Het hof ziet geen aanleiding de vorderingen van [appellant] in hoger beroep voor zover die zijn gewijzigd buiten beschouwing te laten wegens strijd met de goede procesorde. Bij de beoordeling zal dan ook worden uitgegaan van de gewijzigde eis.
De grieven I, II en III: Heeft [geïntimeerde] bevoegdelijk executoriaal beslag gelegd op de woning van [appellant] en is zij bevoegd tot executoriale verkoop ervan?
3.5.1.
Met de grieven I, II en III en de daarop gegeven toelichting komt [appellant] op tegen de rechtsoverwegingen 4.5. en 4.6. van het bestreden vonnis. In de kern betoogt hij daarmee dat de voorzieningenrechter ten onrechte heeft geoordeeld dat [geïntimeerde] bevoegd is tot tenuitvoerlegging van de in de notariële akte van 21 augustus 2008 vastgelegde executoriale titel met betrekking tot de daarvan deel uitmakende geldlening. Daartoe voert [appellant] in het kader van grief I aan, kort gezegd, dat de vordering van [geïntimeerde] op hem uit hoofde van het geleende bedrag van € 34.000,00 contractueel niet opeisbaar was.
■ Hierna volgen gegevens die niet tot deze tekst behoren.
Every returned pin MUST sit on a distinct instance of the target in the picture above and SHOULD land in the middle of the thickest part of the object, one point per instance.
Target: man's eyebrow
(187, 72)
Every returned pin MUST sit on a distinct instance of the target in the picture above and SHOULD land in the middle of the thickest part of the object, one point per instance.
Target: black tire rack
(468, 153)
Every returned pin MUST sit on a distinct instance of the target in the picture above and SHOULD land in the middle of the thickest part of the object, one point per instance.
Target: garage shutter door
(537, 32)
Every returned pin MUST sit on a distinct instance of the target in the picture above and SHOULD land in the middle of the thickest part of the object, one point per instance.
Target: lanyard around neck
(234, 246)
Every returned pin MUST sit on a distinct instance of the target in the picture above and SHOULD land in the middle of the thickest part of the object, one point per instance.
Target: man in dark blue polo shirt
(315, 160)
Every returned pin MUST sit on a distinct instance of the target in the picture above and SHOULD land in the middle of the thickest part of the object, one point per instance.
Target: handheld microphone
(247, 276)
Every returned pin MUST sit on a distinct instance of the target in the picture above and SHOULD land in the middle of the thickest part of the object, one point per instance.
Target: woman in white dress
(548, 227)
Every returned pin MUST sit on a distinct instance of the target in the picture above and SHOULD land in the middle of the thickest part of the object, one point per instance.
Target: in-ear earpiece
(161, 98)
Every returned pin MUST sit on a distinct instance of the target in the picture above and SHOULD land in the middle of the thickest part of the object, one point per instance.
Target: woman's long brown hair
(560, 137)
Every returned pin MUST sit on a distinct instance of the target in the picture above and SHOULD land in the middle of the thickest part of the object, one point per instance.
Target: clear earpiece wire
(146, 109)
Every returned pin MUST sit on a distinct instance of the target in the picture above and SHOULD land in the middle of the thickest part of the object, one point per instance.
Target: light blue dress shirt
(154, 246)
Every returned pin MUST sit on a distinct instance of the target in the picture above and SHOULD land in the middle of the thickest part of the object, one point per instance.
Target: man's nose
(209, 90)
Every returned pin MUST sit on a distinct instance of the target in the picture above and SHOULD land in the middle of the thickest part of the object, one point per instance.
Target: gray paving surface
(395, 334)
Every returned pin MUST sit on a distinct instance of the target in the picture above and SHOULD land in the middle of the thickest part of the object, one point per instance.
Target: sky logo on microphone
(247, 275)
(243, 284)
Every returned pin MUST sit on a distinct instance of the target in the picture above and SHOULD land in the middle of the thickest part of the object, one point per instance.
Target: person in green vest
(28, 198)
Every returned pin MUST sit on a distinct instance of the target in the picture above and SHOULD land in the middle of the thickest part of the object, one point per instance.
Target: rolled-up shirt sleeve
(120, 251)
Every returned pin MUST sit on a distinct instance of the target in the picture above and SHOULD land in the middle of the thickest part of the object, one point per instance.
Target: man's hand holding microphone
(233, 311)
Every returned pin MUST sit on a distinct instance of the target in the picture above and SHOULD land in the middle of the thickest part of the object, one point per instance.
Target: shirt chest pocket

In het kader van grief II betoogt [appellant] dat partijen niet een betalingsregeling van € 200,00 per maand zijn overeengekomen onder de voorwaarde dat de betalingen stipt op de eerste dag van de maand dienen te zijn ontvangen. In het kader van grief III, tot slot, werpt [appellant] op dat [geïntimeerde] niet bevoegd is te executeren, waarbij hij terugverwijst naar wat in verband met de grieven I en II is gesteld.
3.5.2.
De grieven I, II en III lenen zich voor gezamenlijke behandeling. Zij slagen niet. Het hof baseert dat oordeel op het volgende.
3.5.3.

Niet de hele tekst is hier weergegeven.